Come molti sanno, il Perù è stato uno dei Paesi dell’America Latina più colpiti dalla pandemia di COVID-19. Mesi fa, sono state implementate alcune misure di quarantena basate sul genere dei suoi cittadini, ma anche con gli sforzi delle autorità e della popolazione, il coronavirus è riuscito a invadere più zone del territorio.
E anche se poco è stato detto al riguardo, una delle paure era che l’agente patogeno avrebbe raggiunto le popolazioni indigene della regione. Ora questo rischio è diventato realtà e, secondo recenti rapporti, almeno sei casi di COVID-19 sono stati registrati nella comunità Nahua, una remota riserva nell’Amazzonia peruviana.
Popolazioni indigene in aree remote
Il popolo Nahua, noto anche come yora, fa parte di un gruppo di sottogruppi che vivevano in aree remote intorno ai fiumi Purús e Yurúa. Attualmente vivono nel territorio Kugapakori-Nahua-Nanti, nell’Amazzonia peruviana meridionale, e la loro comunità è composta da meno di un migliaio di membri.
I nuovi casi di positività da COVID-19 sono stati trovati a Santa Rosa de Serjali, un insediamento di 391 persone nahuua, che a malapena sono state in contatto con il mondo esterno dopo il loro “contatto iniziale” nel 1980. Il primo è stato un non indigeno di 47 anni, il compagno di una donna nahuua, che inizialmente era stato curato per un’infezione respiratoria fino a quando non è stato portato a Sepahua, una città vicina, dove gli è stato infine diagnosticato il COVID-19.

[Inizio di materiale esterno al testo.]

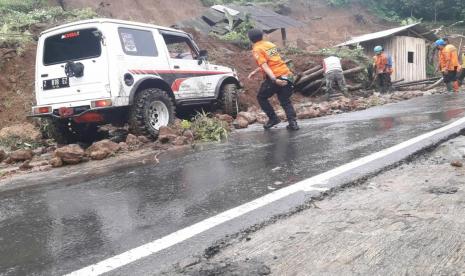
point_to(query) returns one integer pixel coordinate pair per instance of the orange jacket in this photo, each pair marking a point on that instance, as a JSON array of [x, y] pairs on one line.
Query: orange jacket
[[448, 58], [382, 64], [266, 52]]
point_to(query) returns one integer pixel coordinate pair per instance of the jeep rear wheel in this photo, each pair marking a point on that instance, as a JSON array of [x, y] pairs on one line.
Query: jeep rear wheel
[[64, 132], [229, 99], [152, 109]]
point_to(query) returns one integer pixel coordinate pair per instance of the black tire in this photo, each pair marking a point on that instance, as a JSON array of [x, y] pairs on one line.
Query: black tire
[[58, 130], [142, 119], [229, 103], [65, 132]]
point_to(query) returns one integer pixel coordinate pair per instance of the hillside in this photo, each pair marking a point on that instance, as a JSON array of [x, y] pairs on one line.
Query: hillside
[[325, 26]]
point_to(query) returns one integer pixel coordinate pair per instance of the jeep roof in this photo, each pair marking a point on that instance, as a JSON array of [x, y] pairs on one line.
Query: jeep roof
[[108, 20]]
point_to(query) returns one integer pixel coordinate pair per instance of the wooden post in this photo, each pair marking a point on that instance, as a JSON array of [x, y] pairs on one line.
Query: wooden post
[[284, 36]]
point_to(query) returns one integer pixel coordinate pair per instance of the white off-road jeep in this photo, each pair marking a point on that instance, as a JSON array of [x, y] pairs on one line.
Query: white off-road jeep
[[103, 71]]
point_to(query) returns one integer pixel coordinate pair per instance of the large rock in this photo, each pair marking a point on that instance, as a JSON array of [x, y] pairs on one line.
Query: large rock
[[22, 131], [70, 154], [56, 162], [189, 136], [241, 122], [180, 141], [102, 149], [262, 118], [249, 116], [167, 135], [132, 141], [21, 155], [26, 165], [225, 118]]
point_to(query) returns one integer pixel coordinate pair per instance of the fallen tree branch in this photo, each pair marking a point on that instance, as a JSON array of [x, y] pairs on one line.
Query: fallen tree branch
[[434, 85], [312, 70]]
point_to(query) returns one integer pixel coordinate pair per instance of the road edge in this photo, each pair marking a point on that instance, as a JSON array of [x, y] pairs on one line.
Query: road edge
[[284, 201]]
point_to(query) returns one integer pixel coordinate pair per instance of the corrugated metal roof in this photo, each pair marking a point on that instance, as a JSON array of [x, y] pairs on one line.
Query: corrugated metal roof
[[386, 33]]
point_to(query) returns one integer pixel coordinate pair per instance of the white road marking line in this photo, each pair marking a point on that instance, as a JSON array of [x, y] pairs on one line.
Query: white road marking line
[[193, 230]]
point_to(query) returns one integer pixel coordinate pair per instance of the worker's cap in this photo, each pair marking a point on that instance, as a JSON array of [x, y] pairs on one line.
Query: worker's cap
[[440, 42], [378, 49], [255, 35]]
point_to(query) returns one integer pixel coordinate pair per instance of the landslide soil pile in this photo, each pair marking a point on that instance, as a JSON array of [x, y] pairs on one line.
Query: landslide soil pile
[[324, 27]]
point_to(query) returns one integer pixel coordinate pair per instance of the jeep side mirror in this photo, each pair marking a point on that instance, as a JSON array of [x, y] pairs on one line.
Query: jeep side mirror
[[203, 56], [98, 34]]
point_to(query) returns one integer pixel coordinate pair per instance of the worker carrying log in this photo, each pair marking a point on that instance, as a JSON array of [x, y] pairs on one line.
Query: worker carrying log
[[278, 79], [461, 75], [448, 64], [383, 69], [334, 77]]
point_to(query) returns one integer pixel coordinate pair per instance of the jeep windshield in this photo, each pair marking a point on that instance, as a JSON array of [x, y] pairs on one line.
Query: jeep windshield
[[72, 46]]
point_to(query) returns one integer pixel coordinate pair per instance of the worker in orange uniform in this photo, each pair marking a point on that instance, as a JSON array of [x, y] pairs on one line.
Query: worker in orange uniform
[[448, 64], [278, 79], [461, 76], [383, 69]]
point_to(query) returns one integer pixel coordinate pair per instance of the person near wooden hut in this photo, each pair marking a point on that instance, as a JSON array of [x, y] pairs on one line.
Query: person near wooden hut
[[448, 64], [334, 76], [383, 69], [278, 79], [461, 75]]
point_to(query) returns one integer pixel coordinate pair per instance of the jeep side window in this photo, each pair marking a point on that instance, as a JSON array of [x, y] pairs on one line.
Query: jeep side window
[[71, 46], [137, 42], [179, 47]]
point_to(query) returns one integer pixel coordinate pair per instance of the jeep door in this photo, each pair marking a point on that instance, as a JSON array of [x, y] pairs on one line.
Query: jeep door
[[61, 49], [187, 73]]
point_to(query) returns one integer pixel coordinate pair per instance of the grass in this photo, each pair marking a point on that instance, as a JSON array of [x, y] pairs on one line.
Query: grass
[[207, 128]]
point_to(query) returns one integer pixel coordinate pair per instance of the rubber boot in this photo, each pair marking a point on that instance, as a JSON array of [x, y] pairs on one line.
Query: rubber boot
[[450, 87], [293, 125], [456, 86], [271, 123]]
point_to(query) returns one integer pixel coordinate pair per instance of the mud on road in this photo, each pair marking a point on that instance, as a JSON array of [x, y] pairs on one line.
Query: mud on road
[[406, 221]]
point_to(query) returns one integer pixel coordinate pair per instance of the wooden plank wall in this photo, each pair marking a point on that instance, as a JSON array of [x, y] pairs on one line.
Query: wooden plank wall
[[398, 47]]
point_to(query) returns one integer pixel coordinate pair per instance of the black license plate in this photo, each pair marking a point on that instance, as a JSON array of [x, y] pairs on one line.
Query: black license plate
[[56, 83]]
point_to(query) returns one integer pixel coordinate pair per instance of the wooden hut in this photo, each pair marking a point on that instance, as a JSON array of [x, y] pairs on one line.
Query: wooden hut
[[408, 46]]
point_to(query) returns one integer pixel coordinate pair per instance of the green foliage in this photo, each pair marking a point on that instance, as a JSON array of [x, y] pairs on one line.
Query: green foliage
[[208, 128], [239, 34]]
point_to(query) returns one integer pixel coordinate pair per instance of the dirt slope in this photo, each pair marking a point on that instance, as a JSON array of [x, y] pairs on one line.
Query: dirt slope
[[160, 12], [324, 27]]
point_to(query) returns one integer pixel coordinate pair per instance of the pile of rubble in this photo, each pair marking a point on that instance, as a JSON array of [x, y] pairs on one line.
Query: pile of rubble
[[53, 156]]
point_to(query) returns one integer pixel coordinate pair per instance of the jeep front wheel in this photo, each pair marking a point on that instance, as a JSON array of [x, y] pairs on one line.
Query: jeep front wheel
[[229, 99], [152, 109]]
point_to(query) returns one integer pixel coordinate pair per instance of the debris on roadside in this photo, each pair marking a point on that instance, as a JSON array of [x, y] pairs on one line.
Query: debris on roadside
[[456, 163]]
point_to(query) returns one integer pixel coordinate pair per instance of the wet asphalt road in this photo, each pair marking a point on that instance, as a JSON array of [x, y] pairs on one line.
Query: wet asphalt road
[[61, 227]]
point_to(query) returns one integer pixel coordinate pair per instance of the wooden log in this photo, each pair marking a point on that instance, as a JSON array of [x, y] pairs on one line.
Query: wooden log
[[354, 87], [319, 74], [418, 81], [397, 81], [312, 84], [434, 85], [312, 70], [354, 70], [310, 77], [406, 84]]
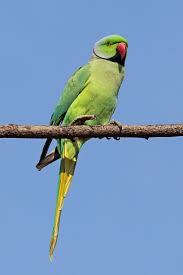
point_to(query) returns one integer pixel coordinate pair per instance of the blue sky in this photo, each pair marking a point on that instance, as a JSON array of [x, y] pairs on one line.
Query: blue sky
[[123, 214]]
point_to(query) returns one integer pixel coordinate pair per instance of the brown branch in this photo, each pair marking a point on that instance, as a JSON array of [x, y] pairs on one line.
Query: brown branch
[[84, 131]]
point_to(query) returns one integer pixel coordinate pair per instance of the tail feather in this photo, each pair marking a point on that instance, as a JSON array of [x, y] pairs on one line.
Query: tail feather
[[65, 177]]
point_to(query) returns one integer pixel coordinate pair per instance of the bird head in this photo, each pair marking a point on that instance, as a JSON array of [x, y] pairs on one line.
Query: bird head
[[113, 48]]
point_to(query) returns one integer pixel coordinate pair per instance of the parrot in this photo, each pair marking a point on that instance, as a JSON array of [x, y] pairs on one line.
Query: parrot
[[91, 91]]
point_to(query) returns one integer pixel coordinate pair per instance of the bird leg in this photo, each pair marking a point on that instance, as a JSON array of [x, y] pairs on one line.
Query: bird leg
[[53, 156], [120, 126]]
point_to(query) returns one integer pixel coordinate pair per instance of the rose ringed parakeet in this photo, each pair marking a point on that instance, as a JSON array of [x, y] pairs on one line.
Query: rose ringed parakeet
[[91, 90]]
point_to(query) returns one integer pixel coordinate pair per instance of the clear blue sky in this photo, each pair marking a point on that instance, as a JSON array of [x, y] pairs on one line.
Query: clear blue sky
[[124, 211]]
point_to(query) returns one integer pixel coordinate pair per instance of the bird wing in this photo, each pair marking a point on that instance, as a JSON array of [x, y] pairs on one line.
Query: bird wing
[[73, 88], [77, 82]]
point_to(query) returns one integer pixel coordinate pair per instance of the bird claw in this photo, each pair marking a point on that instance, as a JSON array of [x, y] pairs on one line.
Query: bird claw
[[120, 126]]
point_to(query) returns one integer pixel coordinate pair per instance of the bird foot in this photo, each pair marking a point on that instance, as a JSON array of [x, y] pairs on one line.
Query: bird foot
[[82, 119], [120, 126]]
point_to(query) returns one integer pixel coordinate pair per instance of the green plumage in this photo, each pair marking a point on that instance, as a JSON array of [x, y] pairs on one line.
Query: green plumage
[[91, 90]]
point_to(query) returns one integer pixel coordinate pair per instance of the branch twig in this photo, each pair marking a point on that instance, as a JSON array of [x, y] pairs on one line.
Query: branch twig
[[84, 131]]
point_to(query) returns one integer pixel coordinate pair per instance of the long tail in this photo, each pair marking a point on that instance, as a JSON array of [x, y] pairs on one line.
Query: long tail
[[67, 168]]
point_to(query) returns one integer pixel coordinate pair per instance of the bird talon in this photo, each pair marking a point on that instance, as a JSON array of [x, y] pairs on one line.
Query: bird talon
[[116, 138]]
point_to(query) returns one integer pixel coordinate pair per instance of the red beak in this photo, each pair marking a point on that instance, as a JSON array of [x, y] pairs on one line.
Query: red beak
[[122, 49]]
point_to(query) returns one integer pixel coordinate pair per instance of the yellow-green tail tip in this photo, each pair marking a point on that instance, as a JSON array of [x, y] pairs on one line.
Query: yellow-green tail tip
[[52, 247]]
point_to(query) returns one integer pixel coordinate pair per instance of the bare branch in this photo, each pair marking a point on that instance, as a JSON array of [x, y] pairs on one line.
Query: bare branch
[[84, 131]]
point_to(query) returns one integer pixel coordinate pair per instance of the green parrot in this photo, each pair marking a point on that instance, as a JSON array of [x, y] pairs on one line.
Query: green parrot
[[91, 90]]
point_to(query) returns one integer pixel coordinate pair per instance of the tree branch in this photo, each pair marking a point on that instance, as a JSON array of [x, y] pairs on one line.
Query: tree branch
[[84, 131]]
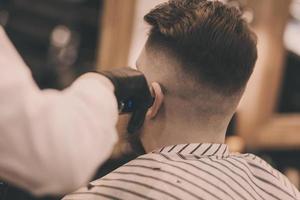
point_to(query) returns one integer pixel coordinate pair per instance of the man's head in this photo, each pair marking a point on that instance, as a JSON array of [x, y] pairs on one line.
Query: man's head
[[202, 53]]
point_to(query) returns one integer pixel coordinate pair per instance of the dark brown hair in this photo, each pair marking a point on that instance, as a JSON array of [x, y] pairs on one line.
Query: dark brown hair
[[211, 40]]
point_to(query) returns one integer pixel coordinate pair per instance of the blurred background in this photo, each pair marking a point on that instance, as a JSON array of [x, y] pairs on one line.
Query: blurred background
[[62, 39]]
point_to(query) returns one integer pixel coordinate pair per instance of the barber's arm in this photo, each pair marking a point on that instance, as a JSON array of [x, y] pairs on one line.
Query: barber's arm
[[52, 142]]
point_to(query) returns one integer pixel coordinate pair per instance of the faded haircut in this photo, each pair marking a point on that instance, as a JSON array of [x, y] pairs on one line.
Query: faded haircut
[[212, 41]]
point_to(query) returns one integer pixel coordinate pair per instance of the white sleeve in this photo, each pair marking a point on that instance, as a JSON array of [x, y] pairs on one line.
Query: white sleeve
[[51, 142]]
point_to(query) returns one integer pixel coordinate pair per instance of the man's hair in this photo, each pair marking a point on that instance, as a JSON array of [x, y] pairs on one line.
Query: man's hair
[[211, 41]]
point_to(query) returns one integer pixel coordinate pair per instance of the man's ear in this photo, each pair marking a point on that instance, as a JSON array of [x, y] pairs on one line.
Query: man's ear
[[158, 100]]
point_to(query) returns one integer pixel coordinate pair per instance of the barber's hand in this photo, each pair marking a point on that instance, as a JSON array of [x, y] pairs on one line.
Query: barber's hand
[[132, 93]]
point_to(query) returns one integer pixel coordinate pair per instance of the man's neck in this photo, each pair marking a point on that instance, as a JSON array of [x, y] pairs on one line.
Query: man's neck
[[173, 134]]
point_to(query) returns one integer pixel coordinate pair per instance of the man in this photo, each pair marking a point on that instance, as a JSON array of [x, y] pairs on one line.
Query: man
[[202, 54], [42, 130]]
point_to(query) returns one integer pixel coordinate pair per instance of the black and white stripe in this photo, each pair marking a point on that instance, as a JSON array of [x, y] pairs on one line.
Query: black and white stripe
[[193, 171]]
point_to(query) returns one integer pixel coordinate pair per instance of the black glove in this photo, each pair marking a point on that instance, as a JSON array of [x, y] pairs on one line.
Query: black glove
[[133, 94]]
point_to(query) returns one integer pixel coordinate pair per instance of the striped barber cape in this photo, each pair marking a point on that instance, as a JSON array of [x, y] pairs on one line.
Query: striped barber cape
[[192, 171]]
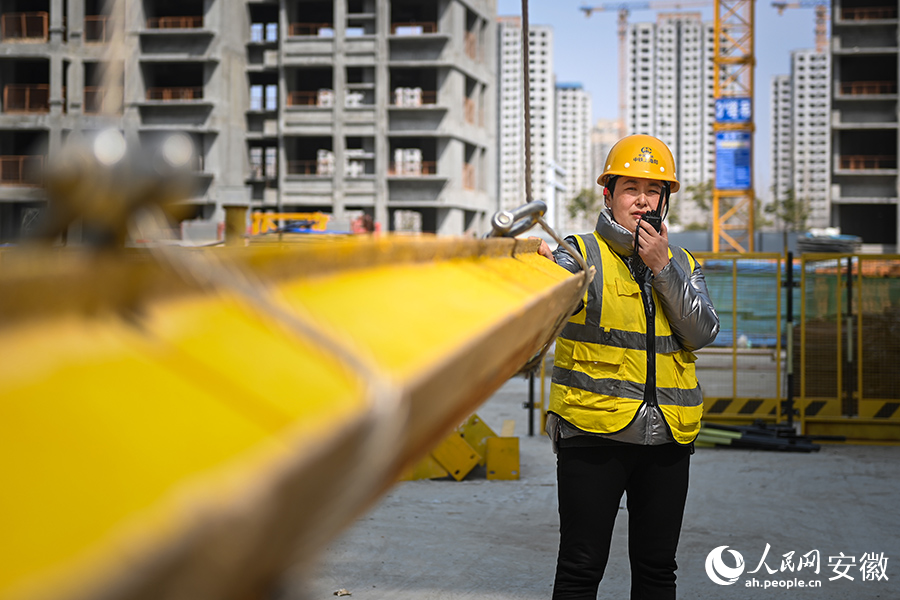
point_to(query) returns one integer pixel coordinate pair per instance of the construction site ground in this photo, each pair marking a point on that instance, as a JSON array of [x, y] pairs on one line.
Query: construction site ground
[[478, 539]]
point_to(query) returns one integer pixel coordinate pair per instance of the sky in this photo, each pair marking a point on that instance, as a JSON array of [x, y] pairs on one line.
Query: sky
[[586, 52]]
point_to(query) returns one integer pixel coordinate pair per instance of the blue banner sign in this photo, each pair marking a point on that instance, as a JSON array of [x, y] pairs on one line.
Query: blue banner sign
[[733, 110], [733, 160]]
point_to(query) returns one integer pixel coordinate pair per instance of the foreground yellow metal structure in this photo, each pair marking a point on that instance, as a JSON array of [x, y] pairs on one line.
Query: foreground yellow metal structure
[[186, 423]]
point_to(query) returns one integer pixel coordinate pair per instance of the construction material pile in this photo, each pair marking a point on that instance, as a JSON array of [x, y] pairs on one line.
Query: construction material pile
[[759, 436]]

Gli indigeni sono più vulnerabili durante la pandemia
L’individuazione di questi casi è stata motivo di preoccupazione per gli attivisti indigeni amazzonici, che hanno ripetutamente messo in guardia circa l’impatto devastante che questa malattia potrebbe avere su queste popolazioni. E, secondo gli operatori sanitari che hanno familiarità con la questione, c’è un alto rischio che questa infezione si diffonda rapidamente tra di loro. Il grosso problema è che, a differenza della popolazione delle città, mancano di immunità contro le malattie introdotte e persino contro il raffreddore comune.
In realtà, questo è già successo in passato. Durante il primo contatto con gli estranei negli anni ’80, i nahuas furono colpiti da raffreddore, influenza e malattie respiratorie. Tale è stato il suo impatto negativo che queste malattie hanno ucciso metà della sua popolazione.
Oltre a questa vulnerabilità, i risultati delle analisi condotte sui loro individui mostrano che l’80% della popolazione ha livelli di mercurio nei loro corpi che sono ben al di sopra dei limiti di sicurezza. Le cause di ciò non sono ancora chiare.
Questa settimana i gruppi indigeni hanno protestato per la mancanza di attenzione del governo, ma è stato anche riferito che gli operatori sanitari hanno visitato la comunità e hanno lasciato loro sette tonnellate di cibo insieme a maschere e altre forniture.
I funzionari sanitari che hanno visitato la zona hanno rilevato più di 150 casi di COVID-19, che si ritiene abbia originato il contagio per i Nahua. E sebbene finora non ci siano morti, la malattia promette di continuare a diffondersi. I casi di COVID-19 sono già stati confermati in altre comunità remote situate al confine con il Brasile.